A square meter of labradorite costs less than a punnet of strawberries: Ukraine moves to tax raw stone exports
Ukraine's Parliament introduces export duty on Ukrainian decorative stone of labradorite (photo: wikimedia.org)
Parliament passed Law No. 15111-d, introducing an export duty on unprocessed decorative stones, namely granite and labradorite. The decision is expected to halt the long-standing export of unique Ukrainian raw materials at undervalued prices, according to the National Association of the Extractive Industry of Ukraine.
One square meter of Ukrainian labradorite leaves the country for ten dollars. The same square meter, once cut and polished, sells on the world market for $150 to $200. When turned into finished architectural elements, it fetches $950 or more. On the US market, slabs of Ukrainian Volga Blue trade at roughly $89 per square foot, or around $960 per square meter. The gap between the quarry gate price and the finished product is close to a hundredfold. For decades, that difference accrued to processors in other countries.

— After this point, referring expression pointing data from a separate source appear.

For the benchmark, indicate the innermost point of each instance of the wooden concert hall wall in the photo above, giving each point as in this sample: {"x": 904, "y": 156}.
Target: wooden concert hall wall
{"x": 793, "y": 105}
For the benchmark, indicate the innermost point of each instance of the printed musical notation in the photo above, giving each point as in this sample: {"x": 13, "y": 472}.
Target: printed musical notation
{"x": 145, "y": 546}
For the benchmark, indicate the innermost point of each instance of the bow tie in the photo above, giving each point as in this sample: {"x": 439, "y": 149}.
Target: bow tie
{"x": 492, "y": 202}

To put the number in everyday terms: ten dollars, which is Ukraine's return on a square meter of stone that is over a billion years old, is roughly the price of a kilogram of early-season strawberries. On 9 June, the Ukrainian Parliament, Verkhovna Rada, passed the law intended to change that model.
What the law does
The law introduces an export duty of €0.30 per kilogram on stone falling under commodity group 2516 of Ukraine's customs classification, covering granite, gabbro, labradorite, basalt, and related rock. The duty applies to unprocessed blocks only. Cut slabs, polished stone, and finished products fall under different codes and are not affected.
The logic is straightforward: exporting raw blocks becomes unprofitable, while shifting to processed output does not.
Where the ten-dollar figure comes from
According to customs data, Ukraine's average export price for decorative stone has hovered around $0.16 per kilogram. Given the density of the rock, one square meter of block weighs roughly 2,600 kg and yields about 35 square meters of slab. That works out to approximately 450 hryvnias (around ten dollars) per square meter of finished slab in raw-material terms.
Up to 80% of this material was shipped to China. Chinese plants bought the blocks, cut and polished them, and sold the slabs for $150 to $200 per square meter. Finished facade panels, staircases, and architectural elements commanded several times more. The entire spread between the ten dollars that stayed in Ukraine and the $960 paid by the end customer was captured abroad.
What the industry association says
The National Association of Extractive Industries of Ukraine (NADPU) has pushed for years for stronger domestic processing and supports the new law. The association also points to royalty revenues: seven key companies in the sector paid a combined total of around six million hryvnias in royalties over 2024 and 2025, because royalties are calculated on declared export value rather than real market price.
A scientific opinion from Ukraine's State Gemological Center notes that Ukrainian labradorites of the Holovinskyi type combine mineralogical and decorative characteristics rarely found in foreign equivalents. NADPU argues that treating such a resource as an ordinary bulk commodity is a losing proposition for the state.
Critics of the duty
Some exporters and business associations have opposed the measure. Their calculations suggest the total duty burden is roughly twice the sector's entire declared export revenue, making shipments unviable. Critics also cite Article 31 of the EU Association Agreement, which restricts the use of export duties.
NADPU counters that the duty exceeds declared revenue precisely because that revenue has been understated at $0.16 per kilogram. Companies that declare stone at real market prices, or that switch to exporting processed goods, will not feel the impact. The duty is prohibitive only for those who ship maximum volumes of raw stone at minimum declared prices, and that, the association says, is the model the law is designed to end.
Background
Other resource-rich countries have faced the same choice. In 2022, Zimbabwe effectively banned exports of unprocessed granite after establishing that it was selling the stone at around $117 per tonne while losing an estimated $15 million a year in potential revenue.
Türkiye built one of the world's leading stone-processing industries on exports of finished products: processed marble generates roughly one billion dollars in export revenue in nine months alone, compared with a price roughly three times lower for raw stone.
Ukraine holds an estimated 5% of global decorative stone reserves, with proven anorthosite deposits alone exceeding 15 billion cubic meters.